Search code examples
c++visual-c++consolelocalembcs

Why printf can display non-ASCII characters when "C" locale is used?


Note: I'm asking an implementation defined behavior which is on Microsoft Visual C++ 2008(possibly the same on 2005+). OS: simplified Chinese installation of Win7.

It surprises me when I'm performing non-ASCII I/O w/ printf. E.g.

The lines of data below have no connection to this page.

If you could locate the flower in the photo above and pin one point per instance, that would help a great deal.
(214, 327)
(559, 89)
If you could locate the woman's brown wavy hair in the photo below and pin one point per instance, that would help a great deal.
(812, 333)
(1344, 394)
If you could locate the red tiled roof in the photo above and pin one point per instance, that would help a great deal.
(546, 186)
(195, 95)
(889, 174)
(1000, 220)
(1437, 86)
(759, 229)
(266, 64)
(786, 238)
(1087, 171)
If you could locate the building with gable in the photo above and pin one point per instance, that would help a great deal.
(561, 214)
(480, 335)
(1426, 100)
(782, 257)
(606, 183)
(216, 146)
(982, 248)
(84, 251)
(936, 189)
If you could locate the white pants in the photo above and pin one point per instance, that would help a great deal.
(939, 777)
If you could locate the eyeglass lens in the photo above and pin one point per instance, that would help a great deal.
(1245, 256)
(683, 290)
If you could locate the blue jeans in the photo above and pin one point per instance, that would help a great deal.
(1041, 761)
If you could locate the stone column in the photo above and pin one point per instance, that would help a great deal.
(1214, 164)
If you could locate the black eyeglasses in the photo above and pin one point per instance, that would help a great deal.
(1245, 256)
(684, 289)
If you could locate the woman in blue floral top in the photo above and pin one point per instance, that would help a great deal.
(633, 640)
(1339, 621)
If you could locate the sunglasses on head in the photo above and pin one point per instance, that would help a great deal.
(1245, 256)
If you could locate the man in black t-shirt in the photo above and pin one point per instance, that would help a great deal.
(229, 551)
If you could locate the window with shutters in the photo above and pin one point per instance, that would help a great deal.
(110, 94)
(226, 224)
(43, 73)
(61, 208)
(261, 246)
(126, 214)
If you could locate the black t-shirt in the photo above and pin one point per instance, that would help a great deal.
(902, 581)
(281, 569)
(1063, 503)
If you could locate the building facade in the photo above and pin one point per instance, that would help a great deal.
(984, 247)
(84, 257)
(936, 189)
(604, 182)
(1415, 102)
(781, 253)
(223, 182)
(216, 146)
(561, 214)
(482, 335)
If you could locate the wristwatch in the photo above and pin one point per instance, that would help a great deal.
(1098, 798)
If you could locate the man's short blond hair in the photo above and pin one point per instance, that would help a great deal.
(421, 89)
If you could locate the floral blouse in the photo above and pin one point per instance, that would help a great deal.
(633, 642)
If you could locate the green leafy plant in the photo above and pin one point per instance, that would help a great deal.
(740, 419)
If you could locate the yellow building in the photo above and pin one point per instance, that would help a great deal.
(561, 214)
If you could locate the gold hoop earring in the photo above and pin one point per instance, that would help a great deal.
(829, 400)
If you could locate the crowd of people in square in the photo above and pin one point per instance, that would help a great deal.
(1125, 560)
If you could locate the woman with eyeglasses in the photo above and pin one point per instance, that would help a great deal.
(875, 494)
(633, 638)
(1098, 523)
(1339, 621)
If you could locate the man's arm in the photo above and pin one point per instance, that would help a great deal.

   // This won't be necessary as it's the system default code page.
   //system("chcp 936");
   
   // NULL to show current locale, which is "C"
   printf ("%s\n", setlocale(LC_ALL, NULL));
   printf ("中\n");
   printf ("%s\n", setlocale(LC_ALL, "English"));
   printf ("中\n");

Output:

Active code page: 936
C
中
English_United States.1252
?D

The memory footprint in debugger shows that "中" is encoded in two bytes: 0xD6, 0xD0, which is the code point of that character in code page 936, for simplified Chinese. It shouldn't be in the code point range of "C" locale which, most likely, is 0x0 ~ 0x7F.

Question:

Why can it still display the character correctly in "C" locale? So I made a guess that locale had no bearing on printf? But then, I shall ask, why can't it display anymore when changing to "English" locale, which is also different from 936? Interesting?

Edit:

I redirected the standard output to a file and took some test. It shows that whatever locale is set, the correct character "中" is saved in the file. It suggests that setlocale() is connected to the way console displays the character, which contradicts my understanding of how it works: printf puts the bytes/code points into input buffer of console, which interprets these bytes using its own code page(what chcp returns).


Solution

  • OK. For the default "C" locale, CRT assumes that characters passed to printf don't need any conversion. It has a reason because the ASCII characters almost always fall into the basic character set of the execution system(shared among different Windows code pages). When switched to "English", it assumes the input is encoded in code page 1252, and thus tries to perform a conversion from "English" to "Chinese", which is the locale used by the console. But CRT just cannot find the character in code page 1252. That's why it outputs a question mark.

    When redirected to a file, CRT knows it and won't do the conversion, because the console code page is no longer used. It just passes through the bytes as-is. How those bytes are interpreted is up to the program you use(e.g., care about BOM or not) when you open the file.

    Refer to this MSDN forum link: Why printf can display non-ASCII characters when “C” locale is used?